By all indications, the private sector is anything but the engine of economic growth. It is rather the engine of economic chaos in every sense of the word.
It is in the lives of ordinary people that we see its degenerative power. Overnight, in London, the private sector dismissed thousands of ordinary workers who had reported for work in the financial sector. In Ghana, it has wrecked its havoc since 1983 under then PNDC and continued under NDC and now NPP.
The decimation of families will follow with mortgage defaults and homes repossessions and divorces.
The free market private sector is not engine of economic growth for this practical reason alone.
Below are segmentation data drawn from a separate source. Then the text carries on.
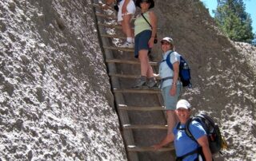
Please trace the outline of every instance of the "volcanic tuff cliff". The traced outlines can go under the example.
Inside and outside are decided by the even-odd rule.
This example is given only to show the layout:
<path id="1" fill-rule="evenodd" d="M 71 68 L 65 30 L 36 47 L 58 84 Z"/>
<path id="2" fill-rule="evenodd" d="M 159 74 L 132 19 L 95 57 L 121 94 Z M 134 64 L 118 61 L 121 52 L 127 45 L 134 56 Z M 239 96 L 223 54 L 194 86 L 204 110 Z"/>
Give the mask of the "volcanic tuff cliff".
<path id="1" fill-rule="evenodd" d="M 2 160 L 126 160 L 91 2 L 0 2 Z M 255 47 L 222 35 L 198 0 L 155 2 L 158 37 L 192 69 L 182 97 L 222 125 L 226 160 L 253 160 Z"/>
The theoretical reason is that the private sector only organises resources towards a profitable goal. It is not interested in any wider social objective not subject to profit. Hence, it can sacrifice virtues such as equality, justice, freedom and uprightness. However, these are the values necessary for establishing a just and free society.
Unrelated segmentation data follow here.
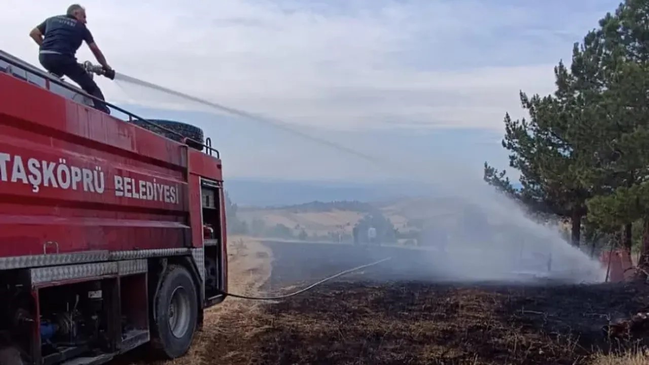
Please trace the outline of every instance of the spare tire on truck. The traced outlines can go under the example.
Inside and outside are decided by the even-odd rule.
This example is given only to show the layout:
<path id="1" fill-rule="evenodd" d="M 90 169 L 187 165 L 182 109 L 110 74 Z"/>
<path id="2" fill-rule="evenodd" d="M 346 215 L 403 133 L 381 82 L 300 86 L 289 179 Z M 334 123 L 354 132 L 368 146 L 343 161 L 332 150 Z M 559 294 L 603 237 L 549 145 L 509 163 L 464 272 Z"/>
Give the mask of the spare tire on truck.
<path id="1" fill-rule="evenodd" d="M 202 151 L 202 145 L 205 143 L 204 134 L 203 134 L 202 129 L 199 128 L 198 127 L 191 125 L 191 124 L 187 124 L 186 123 L 164 119 L 149 119 L 147 120 L 156 124 L 156 125 L 153 125 L 151 123 L 147 123 L 146 121 L 139 120 L 133 120 L 132 123 L 138 127 L 141 127 L 145 129 L 148 129 L 151 132 L 158 133 L 158 134 L 162 135 L 176 142 L 182 142 L 184 138 L 188 138 L 191 140 L 187 141 L 188 145 L 192 148 L 198 149 L 199 151 Z M 158 126 L 162 127 L 162 128 L 160 128 Z M 175 132 L 175 133 L 172 133 L 169 131 L 165 131 L 165 129 L 172 131 Z M 192 141 L 195 141 L 199 143 L 195 143 Z"/>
So what is the real engine of economic growth?
It is ordinary people with their hopes, aspirations, fears and other qualities such as initiative, creativity and entrepreneurship. In the case of Ghana, it is the ordinary poor Ghanaian Majority. Unless they are empowered, Ghana cannot grow wealthy.
Generally, there are four sectors in every society, namely, the private sector, the public sector, the international sector and the civil sector. All four sectors must be working properly for Ghana to grow. It must be clear to all that the private sector cannot have monopoly over human qualities.
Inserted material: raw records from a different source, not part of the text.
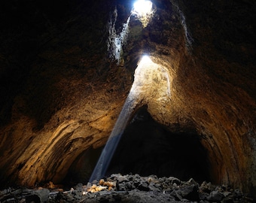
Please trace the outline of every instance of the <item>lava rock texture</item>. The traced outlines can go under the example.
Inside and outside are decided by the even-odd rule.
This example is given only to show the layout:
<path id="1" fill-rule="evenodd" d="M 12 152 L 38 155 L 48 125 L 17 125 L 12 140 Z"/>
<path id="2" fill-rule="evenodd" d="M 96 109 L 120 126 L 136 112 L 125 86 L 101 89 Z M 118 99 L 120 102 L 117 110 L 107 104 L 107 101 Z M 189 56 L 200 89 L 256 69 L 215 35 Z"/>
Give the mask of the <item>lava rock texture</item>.
<path id="1" fill-rule="evenodd" d="M 60 189 L 2 191 L 1 202 L 252 202 L 239 189 L 215 186 L 210 182 L 199 184 L 188 181 L 160 177 L 155 175 L 111 174 L 99 181 L 83 186 L 78 183 L 70 190 Z"/>
<path id="2" fill-rule="evenodd" d="M 147 27 L 131 17 L 119 65 L 109 42 L 132 1 L 2 1 L 2 187 L 90 177 L 90 150 L 106 143 L 147 53 L 159 71 L 140 105 L 174 135 L 197 135 L 213 183 L 255 195 L 255 1 L 152 2 Z"/>

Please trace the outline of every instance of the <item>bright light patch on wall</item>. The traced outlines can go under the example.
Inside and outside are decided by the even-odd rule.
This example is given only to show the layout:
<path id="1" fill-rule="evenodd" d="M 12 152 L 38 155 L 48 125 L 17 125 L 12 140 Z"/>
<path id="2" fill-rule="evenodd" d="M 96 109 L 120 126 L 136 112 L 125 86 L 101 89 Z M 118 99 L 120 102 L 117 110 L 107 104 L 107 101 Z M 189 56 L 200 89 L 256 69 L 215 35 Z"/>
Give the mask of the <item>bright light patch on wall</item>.
<path id="1" fill-rule="evenodd" d="M 138 0 L 133 4 L 132 14 L 142 22 L 145 28 L 148 26 L 154 12 L 155 9 L 153 9 L 153 4 L 151 1 Z"/>
<path id="2" fill-rule="evenodd" d="M 166 100 L 170 96 L 170 77 L 167 68 L 154 62 L 144 55 L 135 70 L 130 95 L 135 98 Z"/>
The propagandistic practice so far of singling out only the private sector as the engine of economic growth is not correct in both theory and practice.
The way forward is more like a co-ordinated engine of economic growth. Someone must do the co-ordination. Whoever it is, it cannot be the private sector.
Even if the pubic sector is bad and corrupt, at least we can hold them to account at the ballot box and force change that way. The private sector is not subject to account through electoral change. The market may be seen as the final arbiter for the performance of the private sector. However, that does not make it the engine of economic growth. Markets are not democratic institutions. They must be subject to the democratic will of the Ghanaian people for instance. Most markets are either monopolies or oligopolies. Free competitive markets do not exist anywhere in the world.
Following the arguments of books like Ayn Rand’s “Atlas Shrugged” only destroys ones capacity to think sanely.
It creates a psychotic state in which conservative-liberal elites begin to believe that Government intervening in every nook and cranny of our existence is bad and weakens individuals.
In addition, it conceives only of individuals as entrepreneurs who have the capacity to save us all. These are the kind of books that people as Alan Greenspan et al read in order to fashion the current financial system now imploding.
It is sheer madness. That is what freemarket does to one’s mental sanity and behaviour.